For decades, workers and residents in Asbestos Valley have paid the price for the unregulated and widespread use of asbestos, while the Government and "the experts" did nothing. Workers in Asbestos Valley have been campaigning on asbestos issues since 1983, but information is seriously lacking in many other areas of the country in which asbestos was used; it is imperative that steps are taken to begin the process of diagnosis and compensation in these areas.

With the adoption of the Asbestos Act of 1996, the Government banned the manufacture, use and transport of asbestos-cement products in Slovenia and outlined a process for assessing and paying compensation for asbestos diseases. Unfortunately, the funds needed have not been forthcoming. The lack of political support for this issue was apparent from the fact that not even one politician attended the conference. As Slovenian scientists predict that the incidence of mesothelioma and lung cancer won't peak until 2010-2025, it is clear that more must be done to help the nation's asbestos victims.
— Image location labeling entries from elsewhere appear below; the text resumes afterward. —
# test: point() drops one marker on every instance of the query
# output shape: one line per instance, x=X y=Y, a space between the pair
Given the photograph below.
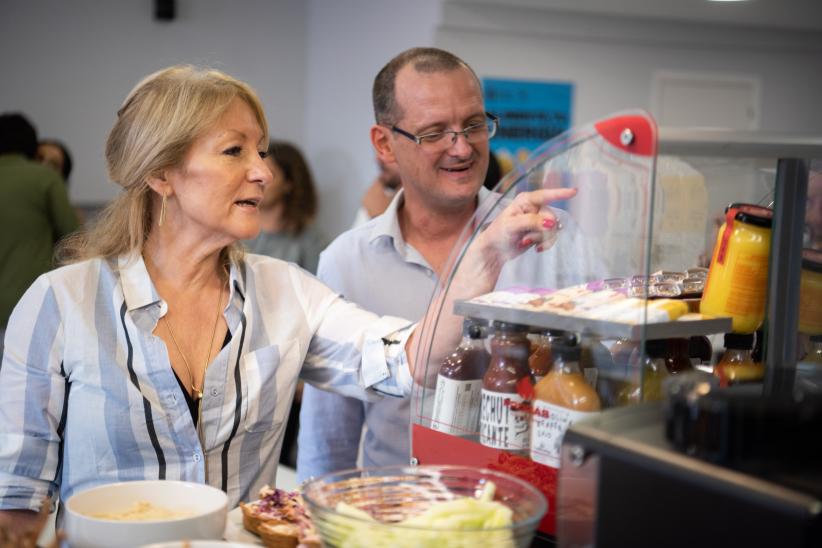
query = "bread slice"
x=279 y=535
x=280 y=519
Press Conference in Nova Gorica on May 13, 2003

June 10, 2003


1 Dodič-Fikfak M, Kristancic Z, Rahotina L, Vidic R: Case Study: Slovenia - Asbestos Valley, New Solutions, Vol. 8(4) 469-478, 1998.
2 Dodic-Fikfak M, National Directives for Asbestos, a paper presented on February 15, 2003 at the conference: Ban on Asbestos in Europe in Monfalcone, Italy.
3 CD: Annals of the Global Asbestos Congress, Osasco. Brazil, 2000.
4 A paper entitled: The Asbestos Dilemma: 1. Assessment of Risk by Fedor Valic can be accessed on the website of the Asbestos Institute. Valic concludes: "there is no doubt that it is advisable to replace any potential carcinogen with noncarcinogenic or less carcinogenic material whenever possible. At this point, however, there are few materials of known toxicity / carcinogenic and at least equal technological performance (to chrysotile). There is a potential for the development of such materials, but their toxicological properties have not been evaluated sufficiently."
5 While a smaller bilateral meeting between Slovenian and Italian experts, trade unionists and representatives of NGOs took place previously, this was the first international gathering.
6 Document published by the Australian National Health and Medical Research Council. Asbestos Working Party.